Publish date 23-03-2024

by Davide Bracco

«We live in a world where great imagination and courage are needed to face all the challenges of our times. The social media revolution and artificial intelligence have increasingly hindered authentic voices from being heard. In my opinion, there is no point in engaging in art if we don't fight for those voices, if we don't fight to ask questions about important, painful, sometimes unsolvable issues that confront us with dramatic choices. This is exactly the situation taking place on the border between Poland and Belarus."
These are the words of the 75-year-old Polish director Agnieszka Holland pronounced at the Venice Film Festival last September at the presentation of her latest work (capable of deserving the Grand Jury Prize), The green border, that part of land of swampy forests that separates the Belarus from Poland, from Europe.
A border perhaps less known to us Italians but equally complex compared to similar situations in the Mediterranean described by Matteo Garrone in I, Captain.

If Garrone, despite the crudeness of the images, was also fascinated by dreamlike scenarios among the desert dunes, Holland comes closer to the documentary dimension by shooting the film in a dramatic black/white which brings it closer to a photojournalistic reportage that closely follows refugees from the Middle East and Africa trying to reach the European Union and finding themselves trapped in a geopolitical crisis.
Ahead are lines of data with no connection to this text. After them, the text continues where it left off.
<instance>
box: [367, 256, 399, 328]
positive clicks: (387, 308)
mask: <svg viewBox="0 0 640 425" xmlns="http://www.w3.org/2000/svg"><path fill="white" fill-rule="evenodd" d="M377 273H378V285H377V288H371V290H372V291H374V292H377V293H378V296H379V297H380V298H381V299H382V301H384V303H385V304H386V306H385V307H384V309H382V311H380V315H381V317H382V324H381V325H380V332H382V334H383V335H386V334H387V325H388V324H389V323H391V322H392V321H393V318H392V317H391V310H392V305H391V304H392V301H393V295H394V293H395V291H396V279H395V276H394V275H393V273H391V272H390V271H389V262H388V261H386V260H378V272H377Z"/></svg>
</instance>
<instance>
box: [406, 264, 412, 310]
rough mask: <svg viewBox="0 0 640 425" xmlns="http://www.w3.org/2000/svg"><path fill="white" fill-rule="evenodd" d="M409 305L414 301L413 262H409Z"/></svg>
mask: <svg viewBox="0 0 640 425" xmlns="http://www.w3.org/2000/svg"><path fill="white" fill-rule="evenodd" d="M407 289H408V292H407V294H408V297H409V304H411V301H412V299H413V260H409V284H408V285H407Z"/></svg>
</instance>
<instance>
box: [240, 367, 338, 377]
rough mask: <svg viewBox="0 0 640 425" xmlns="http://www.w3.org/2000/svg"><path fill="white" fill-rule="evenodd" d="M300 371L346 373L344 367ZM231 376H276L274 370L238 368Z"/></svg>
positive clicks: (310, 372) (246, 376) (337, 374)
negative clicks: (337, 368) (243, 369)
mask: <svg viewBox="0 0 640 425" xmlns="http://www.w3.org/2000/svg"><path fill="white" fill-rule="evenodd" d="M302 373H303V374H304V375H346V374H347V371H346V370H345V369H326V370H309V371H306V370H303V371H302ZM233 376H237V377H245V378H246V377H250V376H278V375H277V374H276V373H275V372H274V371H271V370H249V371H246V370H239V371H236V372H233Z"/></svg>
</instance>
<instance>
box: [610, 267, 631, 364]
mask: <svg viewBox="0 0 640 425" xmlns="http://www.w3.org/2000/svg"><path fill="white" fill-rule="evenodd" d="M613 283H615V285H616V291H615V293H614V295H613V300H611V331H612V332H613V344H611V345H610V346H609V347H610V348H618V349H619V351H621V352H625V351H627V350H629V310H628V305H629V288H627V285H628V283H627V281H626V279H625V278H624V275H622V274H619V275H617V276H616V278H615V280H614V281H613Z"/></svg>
Pawns of this hidden war, the lives of Julia, a recently trained activist who has given up on a comfortable existence, Jan, a young border guard, and a Syrian family are intertwined.
The film is divided into chapters in an episodic narrative which nevertheless brings together the parties involved, faithful to the complexity of reality.

Holland, thanks not only to her talent but also to her experience of life and civil cinema, creates a necessary and courageous work that moves, but also makes us reflect on the complexity of a cynical and cruel world which, when faced with refugees, forgets those principles of justice, equality and solidarity on which Europe should be founded.